The Federal Open Market Committee (FOMC), the Fed’s policy-setting body, decided to raise the target range for the federal funds rate to 3 to 3.25 percent and “anticipates that ongoing increases in the target range will be appropriate,” the Fed said in a statement after a two-day policy meeting.
The statement showed that all 12 committee members voted for the decision.
The Fed’s latest action came after it raised the benchmark interest rate by three quarters of a point (75 basis points) at both its June and July meetings, marking the boldest move in decades.
“My main message has not changed at all since Jackson Hole,” Fed Chair Jerome Powell said at a press conference Wednesday afternoon, referring to his annual policy speech in late August, when he said historical record cautions strongly against “prematurely loosening policy.”
“The FOMC is resolved to bring inflation down and we will keep at it until the job is done.
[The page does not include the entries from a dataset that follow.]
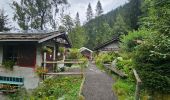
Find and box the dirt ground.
[83,63,117,100]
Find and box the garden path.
[83,63,117,100]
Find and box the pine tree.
[96,1,103,16]
[75,12,80,26]
[0,9,10,32]
[61,15,74,33]
[86,3,93,21]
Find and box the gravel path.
[83,63,117,100]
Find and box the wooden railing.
[43,60,84,79]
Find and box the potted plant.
[35,66,48,78]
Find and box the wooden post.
[53,44,56,72]
[133,69,142,100]
[43,52,47,69]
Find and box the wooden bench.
[0,76,24,92]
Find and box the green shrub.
[2,60,15,70]
[116,57,134,77]
[120,29,150,52]
[134,34,170,93]
[113,79,135,100]
[95,52,118,69]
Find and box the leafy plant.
[120,29,151,52]
[95,52,118,69]
[42,46,53,53]
[2,60,15,70]
[113,79,135,100]
[58,47,64,54]
[35,66,48,77]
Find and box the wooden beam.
[133,69,142,83]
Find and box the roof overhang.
[38,33,65,43]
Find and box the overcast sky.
[0,0,128,29]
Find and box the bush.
[116,57,134,77]
[35,66,48,77]
[113,79,135,100]
[95,52,118,69]
[120,29,150,52]
[2,60,15,70]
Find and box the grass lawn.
[7,76,82,100]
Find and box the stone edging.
[78,75,86,100]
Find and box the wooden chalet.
[94,37,119,52]
[0,31,71,68]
So, the way we’re thinking about this is the overarching focus of the committee is getting inflation back down to 2 percent,” Powell told reporters.
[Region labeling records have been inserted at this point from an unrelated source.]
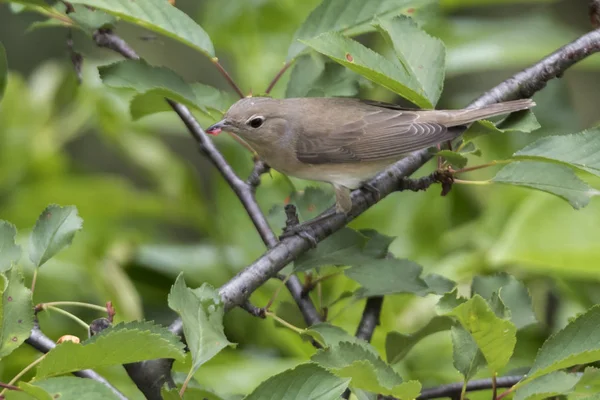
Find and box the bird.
[206,97,535,219]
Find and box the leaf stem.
[179,366,194,398]
[39,301,108,312]
[496,384,518,400]
[454,160,513,174]
[265,60,294,94]
[31,267,39,296]
[44,305,90,331]
[210,57,246,99]
[0,354,46,398]
[265,311,304,335]
[454,179,492,186]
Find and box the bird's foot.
[279,221,318,249]
[279,208,336,248]
[361,183,381,203]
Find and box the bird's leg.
[361,182,381,203]
[279,185,352,247]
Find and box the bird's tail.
[428,99,535,127]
To accomplish that, the U.S. economy will see a period of growth below trend and softening in labor market conditions, he said.
The Fed’s newly released quarterly economic projections showed that the median FOMC projection of GDP growth this year is 0.2 percent, a further downgrade from the 1.7 percent projected in March, indicating less confidence about a soft landing amid rising rates.
The projections also showed that Fed officials’ median projection of unemployment is 4.4 percent by end of 2023, an upward revision of 0.5 percentage point from the June projection.
“That’s a very slow level of growth and it could give rise to increases in unemployment. But I think that is something that we think we need to have,” said Powell.
“If we want to set ourselves up, light the way to another period of very strong labor market, we have got to get inflation behind us. I wish there were a painless way to do that. There isn’t,” he said.
The Fed chief also acknowledged that restoring price stability while achieving a relatively modest increase in unemployment and a soft landing would be “very challenging.”
“No one knows whether this process will lead to a recession or if so, how significant that recession would be,” he said. “The chances of a soft landing are likely to diminish if policy needs to be more restrictive or for longer.”
The Fed’s latest economic projections also showed that the median FOMC projection for the federal funds rate at the end of this year has jumped to 4.4 percent, higher than the 3.4 percent projected in June. The median projection for 2023 year-end federal funds rate is 4.6 percent.
The Fed’s latest move came as recent consumer inflation data surprised to the upside. The Consumer Price Index in August surged 8.3 percent from a year ago, slightly down from the previous month but still at an elevated level.
Powell said the Fed will be looking for “compelling evidence” that inflation is moving down. “At some point as the stance of policy tightens, it will be appropriate to slow the pace of increases while we assess how our policy adjustments affect the economy,” he added.